Mr. Sepulveda will be here in Austin on July 26th.  I am really looking forward to that, then his 9th annual spirit camp is August 10th in Idaho.  I have not been to that yet, but am looking forward to it.  Hope everything works out in Colorado for you.  Get ready for it to be cold.  My nephew moved there last year.  It is beautiful & he loves it, but hates being cold.  (Wrong place to live was my thought) 

Oss:asian:


----------



## Sigung86 (Jul 12, 2003)

Basically I'm lazy... I use the Okinawan method with cross in the back... Used to do the double wrap (originally a Tae Kwan Do thang)... But it takes too much time, doesn't really add anything to the experience, and mainly teaches you how to ... tie a belt.


----------



## Kenpomachine (Jul 13, 2003)

> _Originally posted by Sigung86 _
> *Basically I'm lazy... I use the Okinawan method with cross in the back... Used to do the double wrap (originally a Tae Kwan Do thang)... But it takes too much time, doesn't really add anything to the experience, and mainly teaches you how to ... tie a belt. *



And the cross in the back doesn't mean either the belt is not neat in the end.

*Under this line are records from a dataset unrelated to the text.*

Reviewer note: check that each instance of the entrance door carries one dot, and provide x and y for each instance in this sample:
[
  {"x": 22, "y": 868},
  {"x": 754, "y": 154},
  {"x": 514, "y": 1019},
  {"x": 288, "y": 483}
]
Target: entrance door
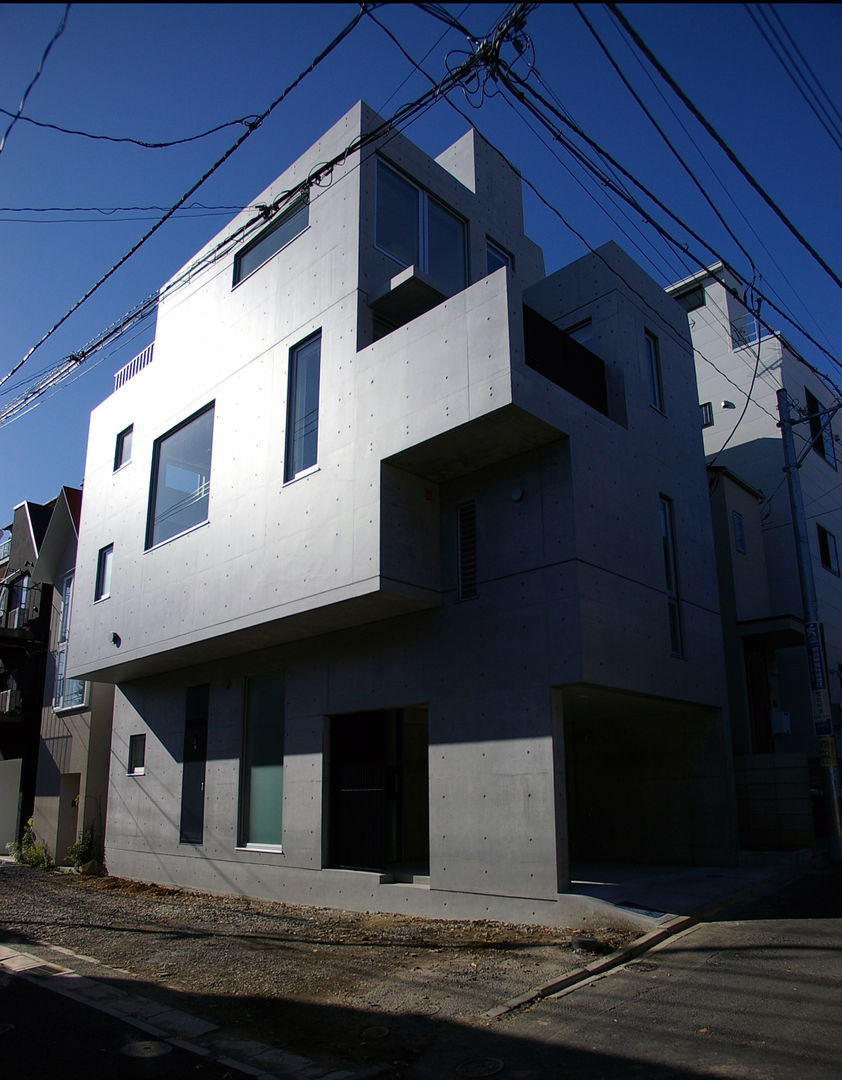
[
  {"x": 194, "y": 759},
  {"x": 378, "y": 788}
]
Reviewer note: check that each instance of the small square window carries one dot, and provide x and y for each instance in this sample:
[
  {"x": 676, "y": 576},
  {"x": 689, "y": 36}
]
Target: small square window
[
  {"x": 104, "y": 562},
  {"x": 136, "y": 755},
  {"x": 827, "y": 550},
  {"x": 496, "y": 257},
  {"x": 123, "y": 448}
]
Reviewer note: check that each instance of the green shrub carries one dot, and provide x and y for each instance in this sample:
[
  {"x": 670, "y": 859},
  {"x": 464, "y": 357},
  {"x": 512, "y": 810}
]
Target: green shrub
[{"x": 30, "y": 851}]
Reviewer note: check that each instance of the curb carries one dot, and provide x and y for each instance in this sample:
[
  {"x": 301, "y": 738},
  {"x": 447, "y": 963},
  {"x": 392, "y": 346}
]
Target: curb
[
  {"x": 173, "y": 1026},
  {"x": 670, "y": 929}
]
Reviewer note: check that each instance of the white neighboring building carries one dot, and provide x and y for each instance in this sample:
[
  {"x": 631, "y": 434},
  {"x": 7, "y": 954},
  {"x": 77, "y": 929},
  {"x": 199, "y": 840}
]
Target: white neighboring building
[
  {"x": 408, "y": 596},
  {"x": 771, "y": 715}
]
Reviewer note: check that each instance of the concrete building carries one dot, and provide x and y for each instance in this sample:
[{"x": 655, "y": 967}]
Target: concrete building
[
  {"x": 398, "y": 556},
  {"x": 71, "y": 783},
  {"x": 25, "y": 605},
  {"x": 769, "y": 685}
]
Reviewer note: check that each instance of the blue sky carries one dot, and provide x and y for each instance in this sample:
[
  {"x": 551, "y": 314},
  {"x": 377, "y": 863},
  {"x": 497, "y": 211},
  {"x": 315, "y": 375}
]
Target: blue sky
[{"x": 165, "y": 71}]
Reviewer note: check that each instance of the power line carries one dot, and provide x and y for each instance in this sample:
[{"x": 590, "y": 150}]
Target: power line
[
  {"x": 16, "y": 116},
  {"x": 242, "y": 121},
  {"x": 252, "y": 127},
  {"x": 720, "y": 142}
]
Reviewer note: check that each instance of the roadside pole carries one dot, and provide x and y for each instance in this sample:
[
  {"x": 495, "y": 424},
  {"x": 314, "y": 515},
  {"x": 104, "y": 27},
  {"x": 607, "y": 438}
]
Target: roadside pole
[{"x": 819, "y": 696}]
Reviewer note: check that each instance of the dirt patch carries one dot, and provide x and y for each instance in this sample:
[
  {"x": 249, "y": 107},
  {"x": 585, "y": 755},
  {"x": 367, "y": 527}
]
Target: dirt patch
[{"x": 329, "y": 984}]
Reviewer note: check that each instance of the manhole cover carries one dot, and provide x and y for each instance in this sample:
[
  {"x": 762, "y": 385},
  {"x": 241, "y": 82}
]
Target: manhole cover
[
  {"x": 479, "y": 1067},
  {"x": 377, "y": 1031}
]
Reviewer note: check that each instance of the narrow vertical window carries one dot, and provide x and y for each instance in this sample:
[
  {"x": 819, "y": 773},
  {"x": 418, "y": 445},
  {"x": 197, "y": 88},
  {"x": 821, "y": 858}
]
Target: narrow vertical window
[
  {"x": 466, "y": 548},
  {"x": 739, "y": 532},
  {"x": 103, "y": 590},
  {"x": 262, "y": 771},
  {"x": 180, "y": 488},
  {"x": 653, "y": 368},
  {"x": 819, "y": 429},
  {"x": 302, "y": 407},
  {"x": 136, "y": 764},
  {"x": 123, "y": 447},
  {"x": 670, "y": 576},
  {"x": 193, "y": 765},
  {"x": 827, "y": 550}
]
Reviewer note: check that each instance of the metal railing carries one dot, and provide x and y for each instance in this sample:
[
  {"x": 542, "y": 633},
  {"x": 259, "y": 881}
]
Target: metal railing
[{"x": 131, "y": 369}]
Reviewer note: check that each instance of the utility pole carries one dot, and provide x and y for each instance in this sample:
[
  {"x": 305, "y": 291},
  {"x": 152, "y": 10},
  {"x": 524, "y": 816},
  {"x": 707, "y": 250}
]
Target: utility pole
[{"x": 819, "y": 696}]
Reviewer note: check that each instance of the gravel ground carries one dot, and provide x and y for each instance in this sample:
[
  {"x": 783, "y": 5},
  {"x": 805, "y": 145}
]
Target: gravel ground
[{"x": 331, "y": 985}]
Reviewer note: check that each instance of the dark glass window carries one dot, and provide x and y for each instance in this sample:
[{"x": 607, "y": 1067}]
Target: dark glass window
[
  {"x": 180, "y": 488},
  {"x": 302, "y": 407},
  {"x": 284, "y": 229}
]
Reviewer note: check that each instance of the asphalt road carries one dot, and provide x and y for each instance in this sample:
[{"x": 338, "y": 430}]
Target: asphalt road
[{"x": 756, "y": 994}]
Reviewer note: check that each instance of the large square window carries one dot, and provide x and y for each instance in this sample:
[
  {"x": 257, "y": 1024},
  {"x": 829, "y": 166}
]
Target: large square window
[
  {"x": 180, "y": 487},
  {"x": 302, "y": 407},
  {"x": 418, "y": 230}
]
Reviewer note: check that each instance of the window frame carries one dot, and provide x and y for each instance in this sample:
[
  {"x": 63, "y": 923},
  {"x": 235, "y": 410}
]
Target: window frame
[
  {"x": 739, "y": 531},
  {"x": 136, "y": 763},
  {"x": 422, "y": 227},
  {"x": 153, "y": 517},
  {"x": 828, "y": 550},
  {"x": 121, "y": 458},
  {"x": 669, "y": 547},
  {"x": 105, "y": 565},
  {"x": 654, "y": 372},
  {"x": 301, "y": 203},
  {"x": 290, "y": 440},
  {"x": 820, "y": 432}
]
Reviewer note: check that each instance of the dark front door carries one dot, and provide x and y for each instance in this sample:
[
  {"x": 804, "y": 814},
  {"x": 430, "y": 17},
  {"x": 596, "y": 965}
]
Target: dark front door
[{"x": 194, "y": 759}]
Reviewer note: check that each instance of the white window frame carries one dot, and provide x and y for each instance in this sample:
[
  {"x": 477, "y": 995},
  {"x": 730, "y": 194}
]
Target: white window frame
[
  {"x": 422, "y": 224},
  {"x": 105, "y": 565},
  {"x": 136, "y": 763}
]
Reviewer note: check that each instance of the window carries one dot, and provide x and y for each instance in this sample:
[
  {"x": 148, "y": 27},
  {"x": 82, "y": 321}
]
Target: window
[
  {"x": 827, "y": 550},
  {"x": 739, "y": 532},
  {"x": 670, "y": 576},
  {"x": 418, "y": 230},
  {"x": 302, "y": 407},
  {"x": 284, "y": 229},
  {"x": 67, "y": 597},
  {"x": 180, "y": 488},
  {"x": 18, "y": 595},
  {"x": 123, "y": 447},
  {"x": 466, "y": 548},
  {"x": 583, "y": 333},
  {"x": 693, "y": 299},
  {"x": 653, "y": 368},
  {"x": 496, "y": 257},
  {"x": 69, "y": 692},
  {"x": 819, "y": 429},
  {"x": 103, "y": 590},
  {"x": 262, "y": 771},
  {"x": 136, "y": 755}
]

You can do the cross and have one part of the belt going under the other side.


----------



## progressivetactics (Jul 13, 2003)

I start on the right, as most others that posted have.  I was taught from my Jujitsu Soke, that Beginners were taught the same way most karateka does, with the middle at the navel, and wrap around (with the crossover in the back).  Once they achieved 1st dan, they showed them the wrap around method, for a more cleaner appearance.  Who knows if it is true, but Since I was a hard fist dan when I started with him, he converted me when I started in Jujitsu.


----------



## KenpoTess (Jul 13, 2003)

Without a thought.. 


with a thought.. I start on the right hip.. wrap twice.. Tucking tail in left hand push it from top down under both wraps, pulling from bottom the tucked end..on the right side... then right over left knot.. females in our school wear the knot on the right.. the guys... on the left 

If you want to know some really wild ways to tie a belt.. ask Mr. C.
*he tied mine at one of the seminars.. it was really cool*


----------



## Ender (Jul 14, 2003)

I use a knot...*G


----------